# Replacing a GE Blower motor - any others fit?



## blackdmd (Apr 27, 2009)

I'm having a hard time finding the correct motor to replace the one that goes in the blower for my heat pump.  It's a 3/4HP GE, 208-230V model with a number 5KCP39NG T739S, and is direct drive. Are there other brands that might work? Or is there a place to find the exact match?

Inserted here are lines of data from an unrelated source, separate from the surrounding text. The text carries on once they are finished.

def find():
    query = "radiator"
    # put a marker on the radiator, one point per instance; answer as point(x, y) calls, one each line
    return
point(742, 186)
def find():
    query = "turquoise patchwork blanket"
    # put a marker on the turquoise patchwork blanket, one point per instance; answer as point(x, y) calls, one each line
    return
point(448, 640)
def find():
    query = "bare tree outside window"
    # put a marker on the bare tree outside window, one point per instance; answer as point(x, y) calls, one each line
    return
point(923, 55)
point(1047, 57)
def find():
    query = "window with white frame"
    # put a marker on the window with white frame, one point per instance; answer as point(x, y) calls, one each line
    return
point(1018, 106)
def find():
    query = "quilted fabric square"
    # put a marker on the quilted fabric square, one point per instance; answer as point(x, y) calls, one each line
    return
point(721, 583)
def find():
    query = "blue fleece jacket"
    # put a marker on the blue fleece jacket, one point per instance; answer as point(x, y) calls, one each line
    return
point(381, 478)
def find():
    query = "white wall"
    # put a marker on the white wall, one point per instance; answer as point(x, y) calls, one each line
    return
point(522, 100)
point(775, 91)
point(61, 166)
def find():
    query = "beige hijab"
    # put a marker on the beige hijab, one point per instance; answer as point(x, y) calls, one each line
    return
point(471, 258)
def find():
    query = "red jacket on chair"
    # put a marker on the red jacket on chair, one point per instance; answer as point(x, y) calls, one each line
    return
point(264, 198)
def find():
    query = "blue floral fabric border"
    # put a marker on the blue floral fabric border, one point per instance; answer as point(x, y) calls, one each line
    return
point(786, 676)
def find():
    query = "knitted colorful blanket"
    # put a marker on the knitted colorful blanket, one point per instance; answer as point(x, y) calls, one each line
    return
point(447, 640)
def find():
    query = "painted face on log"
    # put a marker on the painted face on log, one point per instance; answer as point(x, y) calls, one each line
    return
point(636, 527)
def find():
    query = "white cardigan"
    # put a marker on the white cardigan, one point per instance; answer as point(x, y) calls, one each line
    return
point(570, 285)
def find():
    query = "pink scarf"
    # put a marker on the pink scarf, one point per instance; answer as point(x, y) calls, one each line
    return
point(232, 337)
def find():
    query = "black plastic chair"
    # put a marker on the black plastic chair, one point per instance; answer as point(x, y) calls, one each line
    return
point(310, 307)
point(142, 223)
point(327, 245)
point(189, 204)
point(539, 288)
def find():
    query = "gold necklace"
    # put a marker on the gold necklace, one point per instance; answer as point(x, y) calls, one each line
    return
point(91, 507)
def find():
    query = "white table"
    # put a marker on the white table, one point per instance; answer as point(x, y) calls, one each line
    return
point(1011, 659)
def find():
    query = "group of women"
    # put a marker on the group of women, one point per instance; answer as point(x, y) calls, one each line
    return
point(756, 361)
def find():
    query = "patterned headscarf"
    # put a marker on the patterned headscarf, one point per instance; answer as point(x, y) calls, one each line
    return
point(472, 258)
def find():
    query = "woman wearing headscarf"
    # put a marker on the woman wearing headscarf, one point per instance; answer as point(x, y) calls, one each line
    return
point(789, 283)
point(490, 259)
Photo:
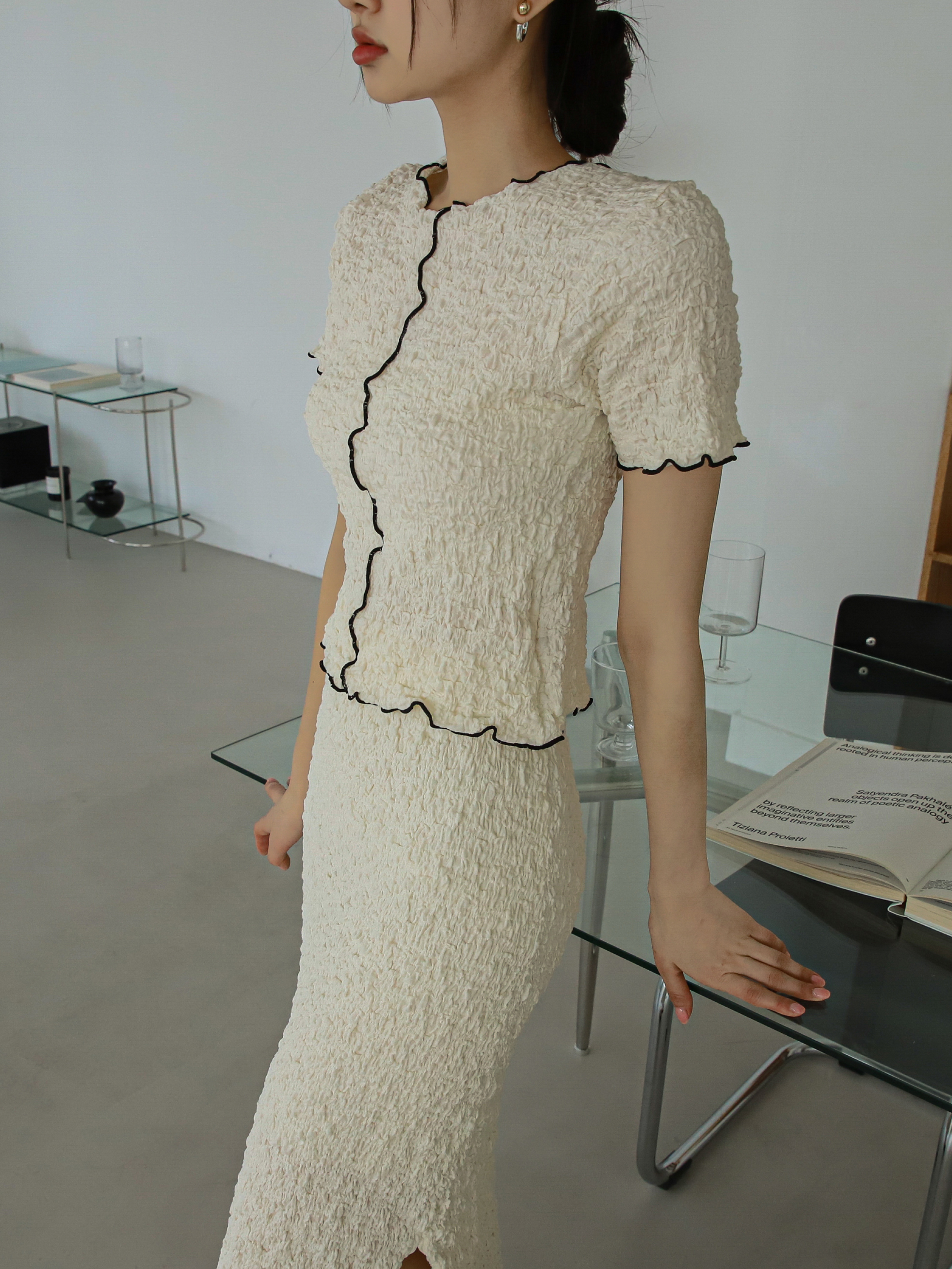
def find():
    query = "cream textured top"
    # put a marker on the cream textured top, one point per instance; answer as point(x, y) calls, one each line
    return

I see other ones that are similar in number (5KCP39PG or SG, but not NG) - what's the difference?


----------



## kok328 (Apr 27, 2009)

The only way your going to find a direct replacement is to purchase the motor from an authorized (insert make here) dealer.
I call these "commissioned" motors.  The maker of the unit, commissions/contracts a motor maker (in this case GE) to mfgr. a bunch of motors with just enough spec difference to make finding a replacement a real bitch.  Typically, these motors will have a model # that does not reference back to the company who made it.
What you can do is, go to Grainger's website and use their "Motor Match" program to find a close replacement.
Typically, you need to know things like:
RPM, HP, Shaft length, shaft diameter, amps, volts, frame size, thermal protection, open air over, service factor, etc.....
Just to warm you up, your probably looking at around $250 for a new motor.
P.S.- you will want to purchase a new capacitor for the motor if it does not come w/one.


----------